In den Baumkronen ringsherum zwitschert es fröhlich,
die alljährlichen Vogelhochzeiten werden verkündet.
Mein Lothar schafft den Winter aus verdörrten Zweigen.
Nun ist Platz für neue Triebe.

Und Ich?
Ich schaue in den klaren Frühlingshimmel
und träume von Blumenwiesen und Schmetterlingen.

Es kribbelt in meinem Bauch.

neue Version vom 24.01.11


Frühlingsgöttin

Der Frühling ist eine Circe
Die sich ihre Korsage aufknöpft
Und alle wortlos einlädt sich
an ihrer Üppigkeit zu laben.

Niemand vermag sich satt zu sehen

©Heike. Keuper-g // Feb. O7

überarbeitet 2011




Das erste Eis


Es war ein Sonntag, der mich mit seinem milden Wetter zu einem Ausflug nach Limburg an der Lahn animierte. Ich parkte mein Auto direkt auf dem Lahn - Parkplatz, in unmittelbarer Nähe der Altstadt.
Gemütlich schlenderte ich, Schaufenster für Schaufenster auf den belebten Marktplatz zu.

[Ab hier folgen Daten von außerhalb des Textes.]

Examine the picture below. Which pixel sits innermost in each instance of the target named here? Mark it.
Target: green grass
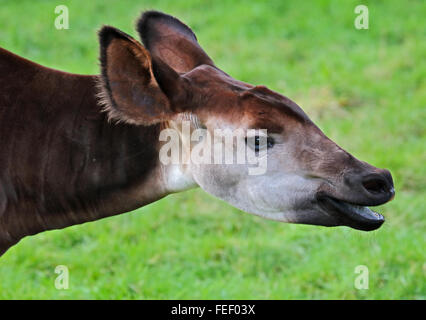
(366, 90)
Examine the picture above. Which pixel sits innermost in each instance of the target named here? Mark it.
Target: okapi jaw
(309, 179)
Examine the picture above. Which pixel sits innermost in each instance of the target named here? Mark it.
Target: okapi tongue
(358, 217)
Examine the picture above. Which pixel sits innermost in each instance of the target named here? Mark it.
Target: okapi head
(309, 179)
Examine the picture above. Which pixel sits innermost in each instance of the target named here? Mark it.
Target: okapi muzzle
(79, 148)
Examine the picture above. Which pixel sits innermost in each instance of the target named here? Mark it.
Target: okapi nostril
(375, 185)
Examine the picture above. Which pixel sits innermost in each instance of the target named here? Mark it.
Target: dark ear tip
(108, 33)
(145, 24)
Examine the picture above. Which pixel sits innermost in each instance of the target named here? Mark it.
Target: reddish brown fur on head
(309, 178)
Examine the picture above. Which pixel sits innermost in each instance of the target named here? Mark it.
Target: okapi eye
(256, 142)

Munter plappernde Menschen und Eis schleckende Kindermäuler weckten in mir das „Gute Laune Gen“.
So lockte die Frühlingssonne auch mich auf die Terrasse des Eis – Cafe ’s in Limburg.
Ich erhaschte den einzig freien Platz außen an der Brüstung auf der Aussichtsplattform über dem Haupteingang.
Die Bedienung hatte viel zutun, so nutzte ich die nichtsnutzige Zeit, mit dem Betrachten der vorbei stolzierenden Menschen, manche trugen ihre Pelze spazieren. Andere zeigten ihren Chic von Boss, Job, Coco Chanel, Karl Lagerfeld… oder…oder.
Limburg war schon immer ein liebreizendes, historisches Städtchen das auch von der so genannten High Society und anderen Spezies sehr begehrt wurde.
Neugierig und manchmal auch ein bisschen spöttisch verfolgte ich sie mit meinen Blicken, bis meine all meine Sinne an einer auffallend unauffälligen Person hängen blieb.
Es war ein alter Mann der vor mir stand, klein, gebeugt, gebrechlich.
Bekleidet war er mit einer grünen Strickjacke, darunter trug er einen lila - bunten Pullover. Seine Krummen Beine steckten in einer dunkelblauen, leicht verbeulte, abgetragenen Hose.
Ein dunkler Filzhut bedeckte sein spärlich wirkendes Haar.
Der alte Mann stand nahezu unbeweglich auf seinen Gehstock gestützt und wartete, ... und wartete... und wartete, während ich meinen Kaffee trank und sein seltsames Herumstehen beobachtete.

Warum ging er nicht weiter? Worauf wartete der Alte?
War er verwirrt oder hatte er sich verirrt? Wusste er wirklich nicht was er wollte?
Er aber hielt seinen Blick unbeirrt auf die Türe gebannt, die am Fuß der Treppe weit offen stand.
Plötzlich erhellte sich sein Gesicht. Es wirkte wie von Sternen bestrahlt.
Das Glück stieg behutsamen Schrittes die Treppe empor. Eis löffelnd
steuerte „Sie“ auf ihn zu.

„Willst du dich nicht setzen, Anna?“
„ Nein, Frieder das haben sie, glaube ich, beim Eis im Pappbecher nicht so gern.“
Er reichte ihr seinen Arm und sie gingen gemeinsam ihres Weges.
Ihr kleiner Dialog klang wie eine Melodie.

Beide schenkten mir von ihrem Zauber.

Gesichter gezeichnet im Herbst des Lebens, doch die Augen strahlten im Frühling der Liebe.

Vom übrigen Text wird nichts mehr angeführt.